Now that we have this, we can wrap your regression function so it accepts and returns a Dataset. I’ll add a new dimension coeff because slope is a vector (you could alternatively just grab the scalar slope with slope.item() and skip the extra dim):

def ransac_fit_xr(ds, **ransac_kwargs):
    xi, yi = ds.x.values.ravel(), ds.y.values.ravel()
    mask = (~np.isnan(xi))
    # you could apply your masking rule here if you'd like:
    # if mask.sum() < len(mask) / 2:
    #     return xr.Dataset({"slope": (("coeff", ), [np.nan]), "b": np.nan})
    xi, yi = xi[mask], yi[mask]
    slope, b = ransac_fit(xi, yi, **ransac_kwargs)
    return xr.Dataset({"slope": (("coeff", ), slope), "b": b})

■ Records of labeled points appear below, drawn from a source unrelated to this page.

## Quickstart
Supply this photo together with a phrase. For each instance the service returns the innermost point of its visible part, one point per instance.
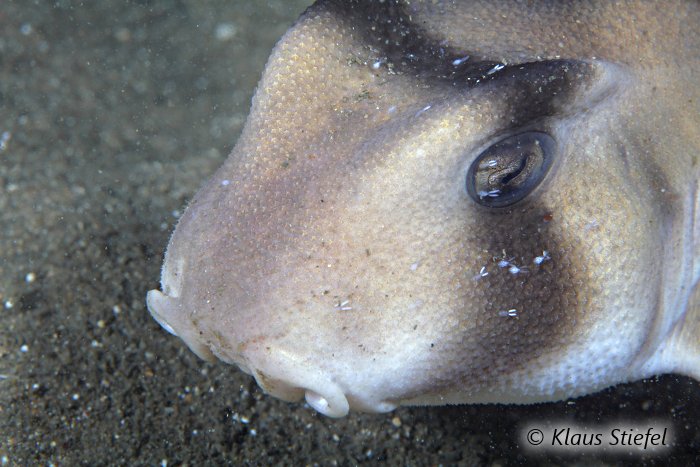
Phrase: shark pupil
(510, 169)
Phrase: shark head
(453, 203)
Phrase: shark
(446, 202)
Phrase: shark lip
(320, 392)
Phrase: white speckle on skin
(459, 61)
(489, 194)
(509, 313)
(4, 139)
(377, 64)
(482, 273)
(513, 269)
(541, 259)
(495, 69)
(225, 31)
(424, 109)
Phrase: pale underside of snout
(338, 255)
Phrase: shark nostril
(317, 401)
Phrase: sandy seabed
(113, 113)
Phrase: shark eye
(509, 170)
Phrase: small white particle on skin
(541, 259)
(459, 61)
(489, 194)
(424, 109)
(482, 273)
(225, 31)
(593, 224)
(509, 313)
(495, 69)
(4, 139)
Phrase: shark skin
(454, 202)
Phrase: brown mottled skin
(337, 253)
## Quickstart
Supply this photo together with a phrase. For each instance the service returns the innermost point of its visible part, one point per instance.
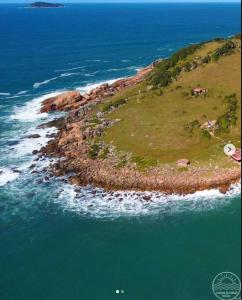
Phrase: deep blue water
(59, 245)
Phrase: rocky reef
(85, 162)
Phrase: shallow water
(58, 242)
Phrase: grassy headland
(131, 134)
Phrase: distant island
(45, 5)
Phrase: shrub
(114, 104)
(94, 150)
(226, 49)
(206, 59)
(205, 134)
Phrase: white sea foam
(22, 92)
(123, 69)
(28, 145)
(38, 84)
(98, 203)
(70, 69)
(7, 175)
(30, 111)
(5, 94)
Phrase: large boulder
(63, 102)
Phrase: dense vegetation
(167, 70)
(225, 121)
(226, 49)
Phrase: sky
(113, 1)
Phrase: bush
(190, 127)
(94, 150)
(114, 104)
(206, 134)
(167, 70)
(206, 59)
(226, 49)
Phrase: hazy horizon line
(127, 1)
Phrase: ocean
(61, 243)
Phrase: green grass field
(152, 125)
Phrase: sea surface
(57, 242)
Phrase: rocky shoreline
(71, 145)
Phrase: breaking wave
(94, 202)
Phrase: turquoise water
(61, 243)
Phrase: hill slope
(183, 107)
(153, 126)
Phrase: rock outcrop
(73, 100)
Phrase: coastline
(70, 147)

Now, we can loop over the elements of time to build our regression results:

In [22]: results = []
    ...: for i in stacked.time.values:
    ...:     results.append(ransac_fit_xr(stacked.sel(time=i, drop=True)))
    ...: res_ds = xr.concat(results, dim=stacked.time)

In [23]: res_ds
Out[23]:
<xarray.Dataset>
Dimensions:  (time: 1096, coeff: 1)
Coordinates:
  * time     (time) datetime64[ns] 2018-01-01 2018-01-02 ... 2020-12-31
Dimensions without coordinates: coeff
Data variables:
    slope    (time, coeff) float64 -0.1954 0.3 -0.0878 ... -0.1385 0.05444
    b        (time) float64 413.6 303.5 366.0 271.4 ... 342.1 256.4 362.8 303.

This runs reasonably quickly. A persistent challenge I have with sklearn’s estimators is there is no good way to run tensor regressions, where you want to pass in an array of arguments, run the regression along some subset of the dimensions, and then receive an array of outputs. xarray’s polyfit does do this, but you currently can only run polynomial regressions. So if you have something more complex like your RANSACRegressor, you have to accept the performance hit of an outer loop. You could speed this up by parallelizing it with map_blocks if you’d like.

Answered By: Michael Delgado
rolled = ds.rolling(time=11, center=True).construct("window")

slps, bs = xr.apply_ufunc(
    ransac_fit,
    rolled['x'],
    rolled['y'],
    input_core_dims=[['window'],['window']],
    output_core_dims=[[],[]],
    vectorize=True,
    dask='parallelized',
)

This is the way that comes out by creating a 3rd dimension (window) using rolling function, then using apply_ufunc to broadcast dimensions of site and time.